Technical note on tense, aspect, and mood
"Tense" is not really the best term to describe the sorts of concepts that Hausa verbs convey. The term tense comes from Latin tempus 'time', and in Western European languages, distinctions having to do with time are the main distinctions that verbal differences mark. In Hausa, and most other African languages (as well as many other languages throughout the world), marking the time of an event is not a primary function of the verbal system--context or words such as time adverbs ('now', 'earlier', 'tomorrow', etc.) are the means to locate events in time.
A more appropriate term for most of the distinctions that Hausa verbs convey would be "aspect". This term comes from Slavic linguistics, where verb marking focuses on whether events are viewed as being complete--not in a state of flux--or incomplete--in progress or otherwise conveying a sense of change. The most fundamental distinctions that Hausa verbs mark are of this type. The traditional terms for these concepts are perfective and imperfective respectively. Over the years, I have preferred these terms over other terms for Hausa because they have a solid precedent in Slavic and general linguistics, and being a believer in linguistic universals, I prefer to adopt terms that have already been applied to particular distinctions rather than to invent new terminology for each language, somehow giving the impression that that language has special properties not shared across languages.

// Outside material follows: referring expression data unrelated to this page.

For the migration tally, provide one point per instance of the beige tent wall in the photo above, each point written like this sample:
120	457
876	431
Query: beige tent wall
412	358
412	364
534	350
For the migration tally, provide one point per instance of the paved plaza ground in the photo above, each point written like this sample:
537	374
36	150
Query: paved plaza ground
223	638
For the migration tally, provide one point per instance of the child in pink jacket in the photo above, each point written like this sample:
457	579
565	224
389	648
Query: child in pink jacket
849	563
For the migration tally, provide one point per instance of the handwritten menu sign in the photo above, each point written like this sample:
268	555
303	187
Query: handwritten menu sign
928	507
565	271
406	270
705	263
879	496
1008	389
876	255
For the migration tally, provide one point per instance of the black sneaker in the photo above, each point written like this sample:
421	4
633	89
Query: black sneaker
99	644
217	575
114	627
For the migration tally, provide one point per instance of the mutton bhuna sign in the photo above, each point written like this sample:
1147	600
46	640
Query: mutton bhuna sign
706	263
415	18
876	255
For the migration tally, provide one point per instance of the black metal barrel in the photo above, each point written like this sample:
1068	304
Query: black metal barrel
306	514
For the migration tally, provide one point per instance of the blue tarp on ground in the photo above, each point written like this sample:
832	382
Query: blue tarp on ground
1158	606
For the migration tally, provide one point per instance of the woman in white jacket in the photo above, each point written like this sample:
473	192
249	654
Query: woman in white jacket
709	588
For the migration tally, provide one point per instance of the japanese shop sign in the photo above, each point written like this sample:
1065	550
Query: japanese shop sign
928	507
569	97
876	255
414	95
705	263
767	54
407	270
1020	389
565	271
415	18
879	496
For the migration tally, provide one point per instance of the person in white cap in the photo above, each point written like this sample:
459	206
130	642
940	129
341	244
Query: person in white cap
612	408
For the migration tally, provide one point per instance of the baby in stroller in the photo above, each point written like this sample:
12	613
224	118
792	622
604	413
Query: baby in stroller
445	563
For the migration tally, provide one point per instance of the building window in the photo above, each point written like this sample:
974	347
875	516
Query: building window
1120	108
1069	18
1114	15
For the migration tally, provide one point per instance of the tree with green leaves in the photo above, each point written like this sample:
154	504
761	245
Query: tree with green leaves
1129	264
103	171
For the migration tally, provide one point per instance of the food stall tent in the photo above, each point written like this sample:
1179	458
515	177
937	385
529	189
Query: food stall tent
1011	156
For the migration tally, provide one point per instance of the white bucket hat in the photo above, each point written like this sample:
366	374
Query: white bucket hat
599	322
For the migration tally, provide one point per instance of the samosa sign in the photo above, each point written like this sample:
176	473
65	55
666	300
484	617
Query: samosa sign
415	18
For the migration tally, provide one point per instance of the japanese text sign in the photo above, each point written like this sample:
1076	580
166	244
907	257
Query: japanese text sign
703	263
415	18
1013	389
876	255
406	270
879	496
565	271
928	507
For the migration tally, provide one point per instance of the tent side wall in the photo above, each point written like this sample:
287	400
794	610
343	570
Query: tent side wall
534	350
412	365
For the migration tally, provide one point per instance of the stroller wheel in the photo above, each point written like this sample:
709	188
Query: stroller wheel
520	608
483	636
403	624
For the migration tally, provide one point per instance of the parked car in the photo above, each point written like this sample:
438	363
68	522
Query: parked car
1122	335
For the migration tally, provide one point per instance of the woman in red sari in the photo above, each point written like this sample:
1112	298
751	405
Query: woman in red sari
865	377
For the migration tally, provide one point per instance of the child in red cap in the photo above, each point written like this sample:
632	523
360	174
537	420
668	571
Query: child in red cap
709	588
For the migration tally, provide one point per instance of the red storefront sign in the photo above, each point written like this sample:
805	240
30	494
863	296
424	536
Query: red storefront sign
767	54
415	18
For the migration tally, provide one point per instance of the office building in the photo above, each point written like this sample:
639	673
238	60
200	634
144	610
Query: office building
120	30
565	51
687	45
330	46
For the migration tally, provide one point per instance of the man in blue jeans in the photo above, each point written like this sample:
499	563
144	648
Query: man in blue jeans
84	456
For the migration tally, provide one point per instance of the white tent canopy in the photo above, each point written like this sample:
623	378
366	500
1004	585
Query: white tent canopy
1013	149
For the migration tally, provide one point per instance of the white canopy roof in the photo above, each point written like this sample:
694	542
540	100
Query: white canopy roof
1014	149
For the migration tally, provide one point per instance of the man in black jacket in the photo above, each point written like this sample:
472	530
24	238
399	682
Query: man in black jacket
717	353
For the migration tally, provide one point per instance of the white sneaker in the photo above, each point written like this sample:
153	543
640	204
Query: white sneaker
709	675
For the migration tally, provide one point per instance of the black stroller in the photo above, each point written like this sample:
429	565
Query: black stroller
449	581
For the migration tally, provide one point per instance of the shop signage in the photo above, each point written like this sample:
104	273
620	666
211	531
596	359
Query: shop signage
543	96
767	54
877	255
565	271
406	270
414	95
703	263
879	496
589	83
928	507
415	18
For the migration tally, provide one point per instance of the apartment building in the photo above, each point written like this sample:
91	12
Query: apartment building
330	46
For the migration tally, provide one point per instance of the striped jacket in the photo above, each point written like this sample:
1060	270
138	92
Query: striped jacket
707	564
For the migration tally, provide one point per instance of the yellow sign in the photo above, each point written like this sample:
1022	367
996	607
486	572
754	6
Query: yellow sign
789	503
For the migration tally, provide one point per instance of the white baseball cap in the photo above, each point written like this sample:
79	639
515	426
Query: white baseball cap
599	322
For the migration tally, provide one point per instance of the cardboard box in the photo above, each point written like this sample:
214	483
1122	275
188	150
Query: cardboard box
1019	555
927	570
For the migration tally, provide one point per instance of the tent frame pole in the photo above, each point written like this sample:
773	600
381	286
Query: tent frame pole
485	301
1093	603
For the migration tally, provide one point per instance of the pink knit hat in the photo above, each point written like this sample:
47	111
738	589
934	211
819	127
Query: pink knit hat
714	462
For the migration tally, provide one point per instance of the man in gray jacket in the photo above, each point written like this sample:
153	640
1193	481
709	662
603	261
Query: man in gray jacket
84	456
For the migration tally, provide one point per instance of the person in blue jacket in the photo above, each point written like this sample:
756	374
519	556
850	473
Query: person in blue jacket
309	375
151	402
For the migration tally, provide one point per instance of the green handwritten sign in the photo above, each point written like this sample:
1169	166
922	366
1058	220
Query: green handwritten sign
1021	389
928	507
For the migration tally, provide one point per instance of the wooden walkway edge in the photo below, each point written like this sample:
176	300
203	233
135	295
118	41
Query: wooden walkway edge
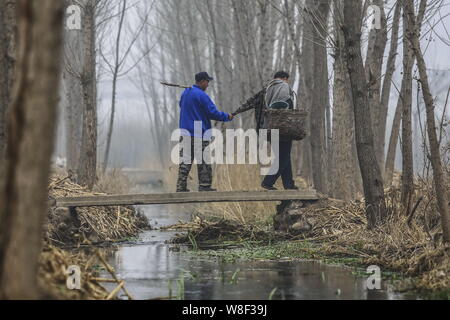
189	197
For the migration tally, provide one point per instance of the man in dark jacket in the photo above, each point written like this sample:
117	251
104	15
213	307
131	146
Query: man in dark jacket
279	95
197	106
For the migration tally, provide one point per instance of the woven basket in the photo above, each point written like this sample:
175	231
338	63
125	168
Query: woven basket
290	123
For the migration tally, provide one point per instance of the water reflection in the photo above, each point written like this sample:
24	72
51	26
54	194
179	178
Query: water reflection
151	269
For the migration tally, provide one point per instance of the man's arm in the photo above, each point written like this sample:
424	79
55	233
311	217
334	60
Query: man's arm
212	111
254	102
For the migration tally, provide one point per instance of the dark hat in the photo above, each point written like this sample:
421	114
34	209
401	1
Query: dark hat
203	76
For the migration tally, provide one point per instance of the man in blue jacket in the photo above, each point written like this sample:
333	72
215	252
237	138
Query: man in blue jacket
197	106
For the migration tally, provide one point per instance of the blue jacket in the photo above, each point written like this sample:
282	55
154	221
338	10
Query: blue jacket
196	105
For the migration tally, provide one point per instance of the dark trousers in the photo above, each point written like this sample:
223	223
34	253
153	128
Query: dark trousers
204	169
285	167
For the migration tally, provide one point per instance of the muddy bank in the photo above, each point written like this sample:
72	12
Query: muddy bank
89	225
66	228
332	230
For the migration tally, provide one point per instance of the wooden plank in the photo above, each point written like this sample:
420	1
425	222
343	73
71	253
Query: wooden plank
189	197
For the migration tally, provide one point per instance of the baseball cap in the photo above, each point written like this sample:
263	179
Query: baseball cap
203	76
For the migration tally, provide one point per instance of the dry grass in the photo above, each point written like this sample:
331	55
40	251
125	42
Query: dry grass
411	245
230	178
93	224
53	264
89	225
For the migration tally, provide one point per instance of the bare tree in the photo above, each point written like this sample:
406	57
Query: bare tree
23	200
87	168
7	59
408	62
345	180
412	36
370	170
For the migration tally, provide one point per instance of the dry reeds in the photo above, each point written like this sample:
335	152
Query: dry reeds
230	178
96	224
52	275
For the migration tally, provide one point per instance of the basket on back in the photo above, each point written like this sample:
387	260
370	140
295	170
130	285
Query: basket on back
290	123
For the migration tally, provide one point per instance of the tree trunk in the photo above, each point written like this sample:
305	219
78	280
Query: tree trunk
7	58
23	201
88	154
73	99
406	97
345	178
439	182
370	170
320	97
387	85
374	64
306	91
114	87
393	141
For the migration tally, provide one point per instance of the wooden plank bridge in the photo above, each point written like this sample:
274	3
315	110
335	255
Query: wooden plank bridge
188	197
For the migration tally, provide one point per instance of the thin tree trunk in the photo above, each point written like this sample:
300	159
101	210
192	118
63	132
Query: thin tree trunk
88	155
393	140
370	170
439	182
374	64
306	92
114	86
387	85
406	97
345	178
7	58
23	201
319	96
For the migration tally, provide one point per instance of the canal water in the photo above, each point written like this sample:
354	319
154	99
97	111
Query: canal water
155	269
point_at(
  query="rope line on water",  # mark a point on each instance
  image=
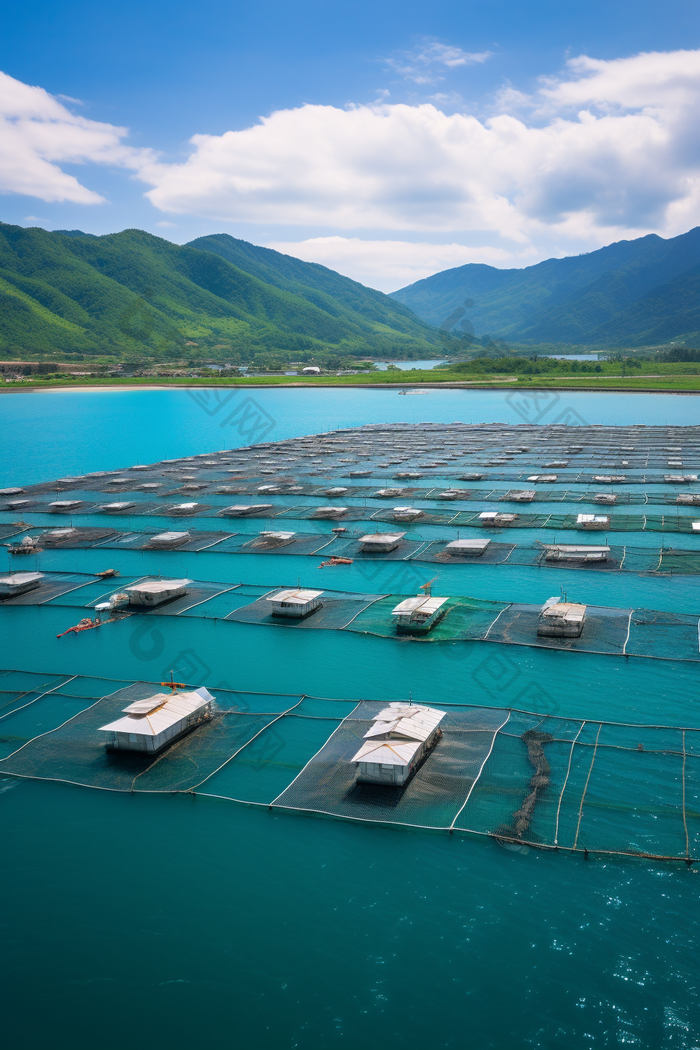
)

Nonetheless, after years and years of trying to force these terms down the throats of non-linguist Hausa students, for whom the terms were meaningless and opaque, I have decided to let linguistic accuracy give way to common sense and practicality for the non-linguist student of Hausa. I therefore use the following terms:
Strictly speaking, Subjunctive, "Indefinite" future, and Imperative (which functions as a direct command, like imperatives in essentially all languages) are moods, i.e. they convery something about speaker attitude. It has always seemed to me that "mood" is a superfluous distinction when describing verbal forms, since it is a semantic notion which, in general, overlays the more fundamental concepts of tense or aspect, depending on the language. I do not use the term "mood" in this grammar.